Ambiguity is still ambiguity. Three visually identical "Edit" buttons with the same accessible name and no distinguishing context do not get magically disambiguated by a fresh snapshot. Writing the step with more context ("edit the row for the demo user") helps, but the underlying ambiguity is a property of the page.
Heavy non-determinism can still bite. Auto-wait handles late elements up to its 15-second ceiling, but a page that renders different content on every load can still produce diverging runs.
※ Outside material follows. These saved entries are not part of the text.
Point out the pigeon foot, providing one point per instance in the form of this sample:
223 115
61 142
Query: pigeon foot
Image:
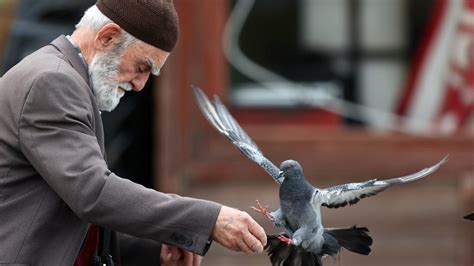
262 210
285 239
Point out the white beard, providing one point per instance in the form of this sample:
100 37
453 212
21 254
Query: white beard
103 73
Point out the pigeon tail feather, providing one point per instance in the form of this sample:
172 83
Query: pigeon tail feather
282 254
355 239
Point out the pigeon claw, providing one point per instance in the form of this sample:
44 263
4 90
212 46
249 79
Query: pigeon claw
262 210
285 239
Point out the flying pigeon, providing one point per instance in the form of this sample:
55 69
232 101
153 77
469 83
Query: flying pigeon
469 217
305 241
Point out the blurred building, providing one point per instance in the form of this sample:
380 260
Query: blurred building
325 82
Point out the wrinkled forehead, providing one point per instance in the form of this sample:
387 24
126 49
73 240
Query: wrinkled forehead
153 55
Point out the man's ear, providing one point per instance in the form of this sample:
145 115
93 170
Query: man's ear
107 36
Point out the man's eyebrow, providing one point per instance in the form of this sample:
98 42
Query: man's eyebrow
155 71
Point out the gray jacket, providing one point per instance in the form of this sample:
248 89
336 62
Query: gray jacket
54 180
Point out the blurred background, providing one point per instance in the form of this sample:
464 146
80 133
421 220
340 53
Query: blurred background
352 89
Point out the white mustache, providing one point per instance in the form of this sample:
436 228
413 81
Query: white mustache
126 86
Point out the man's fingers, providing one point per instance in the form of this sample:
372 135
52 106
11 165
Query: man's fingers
243 246
253 243
258 232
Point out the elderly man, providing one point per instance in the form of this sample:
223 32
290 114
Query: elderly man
55 186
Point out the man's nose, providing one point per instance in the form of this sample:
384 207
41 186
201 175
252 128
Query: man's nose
140 80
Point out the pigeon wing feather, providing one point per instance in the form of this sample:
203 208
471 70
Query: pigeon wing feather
222 120
351 193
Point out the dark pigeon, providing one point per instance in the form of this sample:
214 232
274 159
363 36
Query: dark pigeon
305 240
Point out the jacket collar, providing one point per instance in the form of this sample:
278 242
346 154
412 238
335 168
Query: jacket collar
65 47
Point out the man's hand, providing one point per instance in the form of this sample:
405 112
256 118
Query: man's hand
174 256
236 230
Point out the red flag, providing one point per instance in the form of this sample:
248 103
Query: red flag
439 93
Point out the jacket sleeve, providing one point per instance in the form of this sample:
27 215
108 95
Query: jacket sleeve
57 136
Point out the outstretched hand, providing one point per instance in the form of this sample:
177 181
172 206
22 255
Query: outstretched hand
236 230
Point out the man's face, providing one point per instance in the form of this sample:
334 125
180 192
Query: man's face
114 72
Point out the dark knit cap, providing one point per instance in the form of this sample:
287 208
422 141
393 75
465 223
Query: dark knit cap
152 21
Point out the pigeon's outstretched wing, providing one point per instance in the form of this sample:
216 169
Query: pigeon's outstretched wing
469 217
222 120
340 196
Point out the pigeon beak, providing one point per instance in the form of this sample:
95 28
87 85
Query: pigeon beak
281 176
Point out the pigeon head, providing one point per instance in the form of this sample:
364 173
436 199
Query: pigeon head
290 169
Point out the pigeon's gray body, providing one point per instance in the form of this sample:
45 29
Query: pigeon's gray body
299 214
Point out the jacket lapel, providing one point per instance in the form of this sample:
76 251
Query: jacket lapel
65 47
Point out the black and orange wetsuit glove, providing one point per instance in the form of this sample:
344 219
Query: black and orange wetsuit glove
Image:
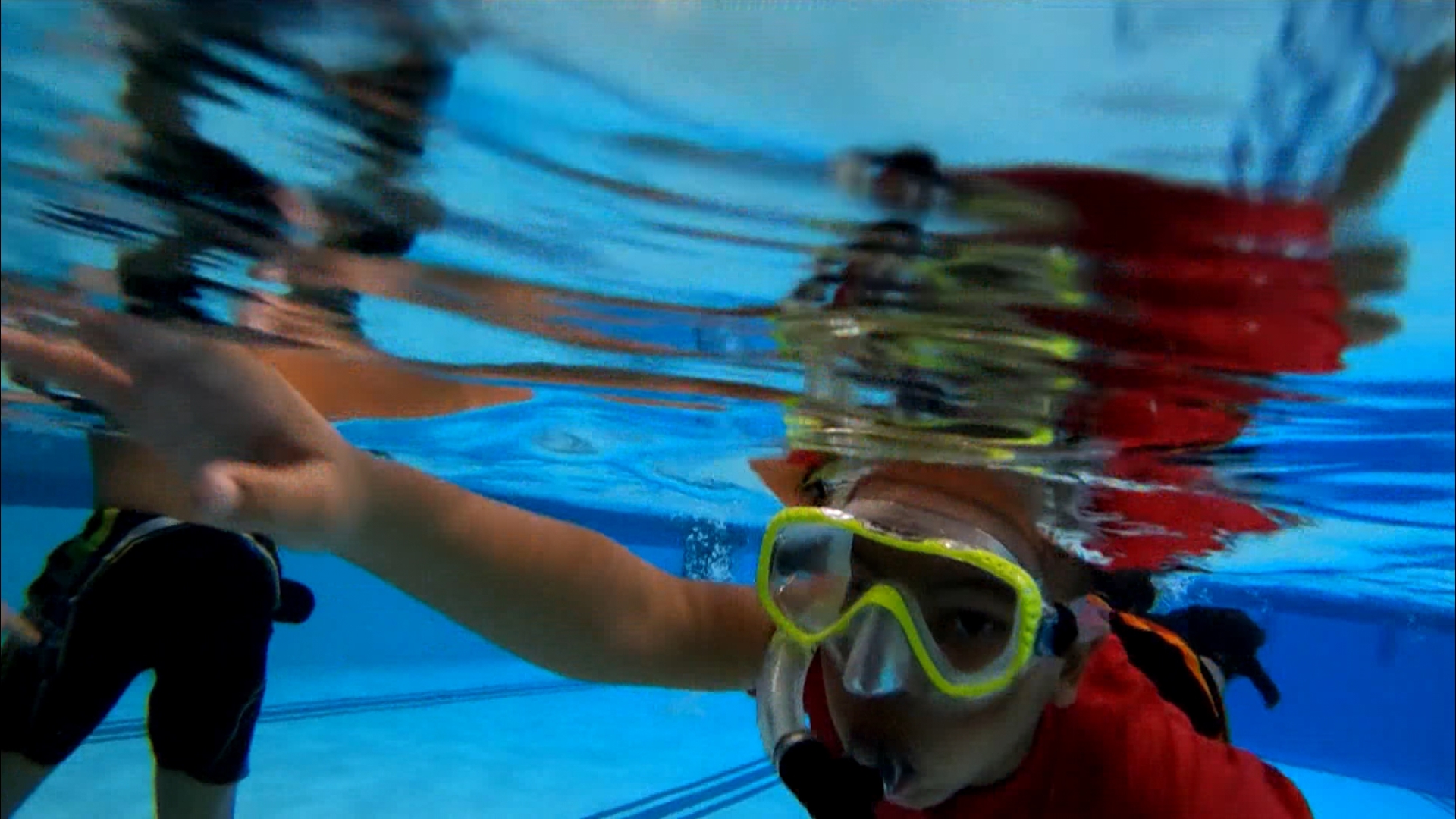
1228 637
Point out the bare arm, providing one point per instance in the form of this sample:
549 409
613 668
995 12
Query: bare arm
561 596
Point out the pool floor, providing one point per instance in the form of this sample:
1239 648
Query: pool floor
503 739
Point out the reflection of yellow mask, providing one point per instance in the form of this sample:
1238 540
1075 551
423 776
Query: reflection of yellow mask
820 580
Re-derivation makes the engine robust to structural change, not to genuine randomness in what the page shows.
These are mostly inherent to driving a browser with a model rather than a script. The honest summary: re-derivation buys robustness to page change at the cost of speed and a dependence on model quality.
FAQ
Does the builtin engine cache selectors between runs?
No. It does not write a selector file at the end of a run and replay it next time. Every run takes its own fresh snapshots and derives its own selectors from scratch. That is slower than replaying a cached script and is deliberate: you never inherit a stale selector from a previous run, because no selector survives to be inherited.
Is the builtin engine self-healing?
No, and the distinction is real. Self-healing tools keep a stored selector, detect when it breaks, and patch it or fall back to a ranked alternative. The builtin engine keeps no stored selector, so there is nothing to break or repair. It re-derives from the live page on every action, so it never reaches the failure state that healing exists to recover from.
What makes the traces "native" Playwright traces?
The builtin engine drives the browser through Playwright, so the trace it captures is the real Playwright .zip trace, not a custom format. You open it in the standard Playwright trace viewer and get the action timeline, before-and-after DOM snapshots per step, console output, and network activity. That is what lets you see the exact snapshot the engine reasoned over at each action.
Do I need a big model for re-derivation to work well?
You need a model good enough to read each fresh snapshot and pick the right element. Re-derivation protects you from the page changing, not from a model misreading it. Small local models (8B or smaller) are flaky on long multi-step flows for that reason. For hard flows, use a 70B-class local model (Qwen3, Llama 3.3) or a hosted model; for short, well-scoped objectives, a smaller model is often fine.
Where this leaves you
The builtin engine's whole personality comes from one design choice: never commit to a selector. Snapshot the live page before every action, let the model pick the element, derive a selector from that snapshot, act, and discard it. Nothing is cached across actions, nothing is cached across runs, and nothing is patched, which is why it is not self-healing and does not need to be. You write intent in plain English or in a *_test.md file, the engine handles the rest at run time, and the native Playwright trace lets you watch every re-derivation if you need to. Install it with npm install -g browserbash-cli, run an objective with --engine builtin --record, and open the trace to see the loop in motion.